Merlot is again the main grape here and its companions are Cabernet Sauvignon and Petit Verdot. Colour is purple and it has an inviting nose of red fruits (Including cherry). On the palate is is ample and so well balanced, and a wee bit spicy with some vanilla notes. All add up to quite a rich wine with a persistent finish.

  • Very happy with my little haul from Listrac, all bought at Le Relais de Listrac where we also dined. There is a large shop in the middle of the village where many local producers sell their wines and you might well get them cheaper there but they were closing for lunch as we arrived. To read more on that little day trip (from our base at Arcachon) click here.

    • I’d have no hesitation about buying Listrac wines again. In Ireland, a quick search on Wine-searcher reveals that you may be able to get them at Mitchell & Sons, From Vineyards Direct Ireland, Bubble Brothers and Greenacres.

Friday, June 13, 2014

In the Medoc today. €1439.80 wine. €14.00 lunch.

In the Medoc today. €1439.80 wine. €14.00 lunch.

Fri 13th June 2014

Cherry Cake
I have neglected talking to you about the Menu du Jour in French cafés. You’ll have no choice but you’ll have a very satisfying meal for somewhere between ten and fourteen euro.

Our latest example came today in the Medoc wine village of Listrac. They had a board outside offering the Plat du Jour for €7.50. We had already bought some local wine there, from the small Listrac and Moulis appellations, before sitting down for lunch in Le Relais de Listrac. The Menu du Jour offered the first two courses for €11.00 euro, the dessert for just three.

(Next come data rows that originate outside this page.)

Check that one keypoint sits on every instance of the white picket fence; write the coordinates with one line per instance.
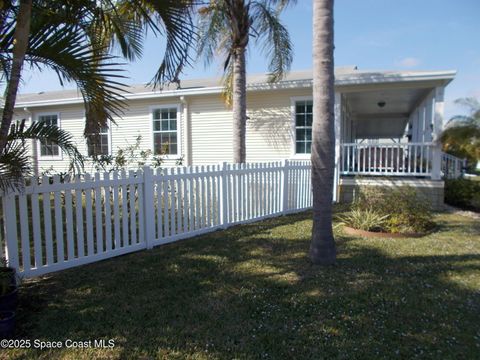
(57, 225)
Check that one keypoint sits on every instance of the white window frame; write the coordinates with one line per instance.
(293, 101)
(109, 137)
(179, 130)
(39, 147)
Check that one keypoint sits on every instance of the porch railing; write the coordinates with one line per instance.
(402, 159)
(452, 166)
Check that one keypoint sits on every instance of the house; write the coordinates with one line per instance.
(386, 124)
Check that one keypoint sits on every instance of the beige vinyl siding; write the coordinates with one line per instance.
(269, 127)
(72, 120)
(270, 124)
(135, 121)
(211, 130)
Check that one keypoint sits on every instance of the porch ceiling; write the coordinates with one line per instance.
(373, 121)
(397, 101)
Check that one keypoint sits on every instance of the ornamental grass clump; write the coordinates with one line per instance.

The opening salad was promising. The main part was a tasty duck terrine and the salad leaves were fresh and every well dressed and the gherkins added to both the textures and the flavours.
The main, Sautée de Veau, was a little gem. The perfectly cooked veal was accompanied by some excellent Medoc mushrooms (full of flavour) and a spoon or two of mash, all in a lovely sauce.

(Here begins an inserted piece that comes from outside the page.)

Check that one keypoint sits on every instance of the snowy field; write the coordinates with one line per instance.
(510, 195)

We were offered desserts off the other menus but I had a feeling that the one cooked for today would be good and so it proved. It was a cherry cake, according to the friendly waitress. In fairness it is packed with cherries and served with a cold custard. I think we met everyone in the house, including the chef who shook hands with the two of us as we left.
Chateau Haut Breton Larigaudiere
By the way, not too much white in the Medoc but do look out for the Chateau Saransot Dupre 2012. This is a quote from the chateau website: The Château produces an excellent dry white wine from old Sémillion, Sauvignon and Muscadelle vines. The harvest is vinified and aged in oak barrels. This wine, which enjoys a great popularity among connoisseurs recalls the fine white wines that Listrac produced in the second half of the 19th century, wines that were almost as famous as the commune's reds. Well worth a try. If the proprietor of the Relais had produced it earlier we might have bought it but by then our reds were safe in the car.

The roads in the Medoc were quiet, just as they had been last Monday and you wonder what kind of landscape you'd see here if there wasn't a wine industry. We headed for the village of Margaux, one of the capitals of that industry, and for Maison du Vin in particular.
On the wine route
The tourist office is also incorporated in this fine building and they sell a large range of the local wine. But they don't do tastings here. We worked our way through the display. By the way, the bottles are empty. I checked the Chateau Margaux Premier Grande Cru Classé 2005!

We reckoned Margaux could do without our custom but we did buy a selection across the range, including a Chateau Kirwan 2010. We Irish have to stick together!

Got a few photos around the town and, with the temperatures again up around the 30s, headed “home” to Arcachon, buying a kilo of mussels (€4.95) on the way. That should keep us going through the World Cup. A bientot!